Fit a `catboost` model on the raw data and using default hyper-parameters and then generate per-example (Tree)SHAP-values.

In [None]:
cb_model = examples.fit_catboost_regressor(df, c_inputs, c_output)

# concatenate the target column to the frame of SHAP values using `c_keep`
logging.info("Evaluating the SHAP values; find a few examples below.")
df_shap = shaprank.addons.explain.catboost.eval_shap_values(
    cb_model, df, c_keep=[c_output], prefix=""
)
df_shap.head(3)

### Greedy-search based feature ranking

Rank the input features using a "greedy search" algorithm that iteratively selects those features that provide the least contribution to a given optimization objective. Below, we inspect the results for `rmse` and `mae`.

In [None]:
result = shaprank.rank_regressor_features(
    df_shap, c_inputs, c_output, eval_metric="mae", verbose=True
)

In [None]:
result = shaprank.rank_regressor_features(
    df_shap, c_inputs, c_output, eval_metric="rmse", verbose=True
)

The `l1` ranking below coincides with the "average absolute SHAP value" ranking produced by `shap`'s [Global Bar Plot](https://shap.readthedocs.io/en/latest/example_notebooks/api_examples/plots/bar.html#Global-bar-plot).

In [None]:
(df_shap[c_inputs] - df_shap[c_inputs].mean(axis=0)).abs().mean(axis=0).sort_values(
    ascending=False
)

**Note**: Note that the `rmse` metric favours input `bmi` over `s5` whereas the `mae` metric and `shap`'s bar plot would rather pick `s5` over `bmi`. 

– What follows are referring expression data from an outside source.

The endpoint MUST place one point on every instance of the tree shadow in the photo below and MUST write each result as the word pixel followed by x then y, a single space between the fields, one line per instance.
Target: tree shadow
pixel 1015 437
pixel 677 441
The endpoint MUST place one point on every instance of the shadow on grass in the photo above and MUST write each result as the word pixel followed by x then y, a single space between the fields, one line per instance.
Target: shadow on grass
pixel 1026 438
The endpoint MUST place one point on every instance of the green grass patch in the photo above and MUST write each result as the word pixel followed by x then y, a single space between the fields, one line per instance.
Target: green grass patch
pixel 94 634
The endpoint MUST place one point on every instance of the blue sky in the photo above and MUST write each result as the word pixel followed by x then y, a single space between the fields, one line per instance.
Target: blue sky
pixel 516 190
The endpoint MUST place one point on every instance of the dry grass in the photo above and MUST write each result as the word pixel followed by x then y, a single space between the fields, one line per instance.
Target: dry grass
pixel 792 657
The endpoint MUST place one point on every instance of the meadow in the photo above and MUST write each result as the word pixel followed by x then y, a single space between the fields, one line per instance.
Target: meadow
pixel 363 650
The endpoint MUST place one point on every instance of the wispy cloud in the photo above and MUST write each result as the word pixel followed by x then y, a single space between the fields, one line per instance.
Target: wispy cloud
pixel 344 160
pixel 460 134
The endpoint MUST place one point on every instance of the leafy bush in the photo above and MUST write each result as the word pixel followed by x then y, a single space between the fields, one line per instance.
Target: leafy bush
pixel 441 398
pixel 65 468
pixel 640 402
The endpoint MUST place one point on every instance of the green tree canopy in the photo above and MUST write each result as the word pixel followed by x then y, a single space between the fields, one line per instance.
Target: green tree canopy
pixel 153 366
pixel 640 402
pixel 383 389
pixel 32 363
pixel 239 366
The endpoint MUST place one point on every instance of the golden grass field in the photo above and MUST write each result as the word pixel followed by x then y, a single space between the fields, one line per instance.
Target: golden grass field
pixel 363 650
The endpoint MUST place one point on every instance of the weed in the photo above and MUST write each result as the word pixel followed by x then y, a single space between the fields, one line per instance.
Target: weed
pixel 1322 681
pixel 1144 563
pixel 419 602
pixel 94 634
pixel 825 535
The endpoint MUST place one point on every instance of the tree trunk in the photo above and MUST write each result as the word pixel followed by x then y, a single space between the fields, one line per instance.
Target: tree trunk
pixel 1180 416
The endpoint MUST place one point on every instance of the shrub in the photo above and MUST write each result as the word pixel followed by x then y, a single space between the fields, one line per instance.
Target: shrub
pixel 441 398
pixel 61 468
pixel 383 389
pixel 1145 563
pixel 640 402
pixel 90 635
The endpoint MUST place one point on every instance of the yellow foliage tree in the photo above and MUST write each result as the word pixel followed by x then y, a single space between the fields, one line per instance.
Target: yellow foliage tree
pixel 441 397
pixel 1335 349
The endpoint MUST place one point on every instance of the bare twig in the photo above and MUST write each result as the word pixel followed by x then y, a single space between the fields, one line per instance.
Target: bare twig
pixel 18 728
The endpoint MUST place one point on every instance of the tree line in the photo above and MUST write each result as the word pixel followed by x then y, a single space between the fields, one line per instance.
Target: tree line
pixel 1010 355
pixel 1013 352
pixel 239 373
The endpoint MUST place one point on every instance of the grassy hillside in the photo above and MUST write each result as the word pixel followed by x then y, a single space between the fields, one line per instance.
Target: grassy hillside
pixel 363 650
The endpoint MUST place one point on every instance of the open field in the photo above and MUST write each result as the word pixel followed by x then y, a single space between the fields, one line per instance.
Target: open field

Which of these two inputs supports the better approximation of the target? Albeit marginally, `bmi` should be preferred over `s5` when the loss takes on a MSE-like form, resulting in a training loss on average `2%` smaller than the alternative. 

In [None]:
cb_model_bmi = examples.fit_catboost_regressor(df, ["bmi"], c_output)
cb_model_s5 = examples.fit_catboost_regressor(df, ["s5"], c_output)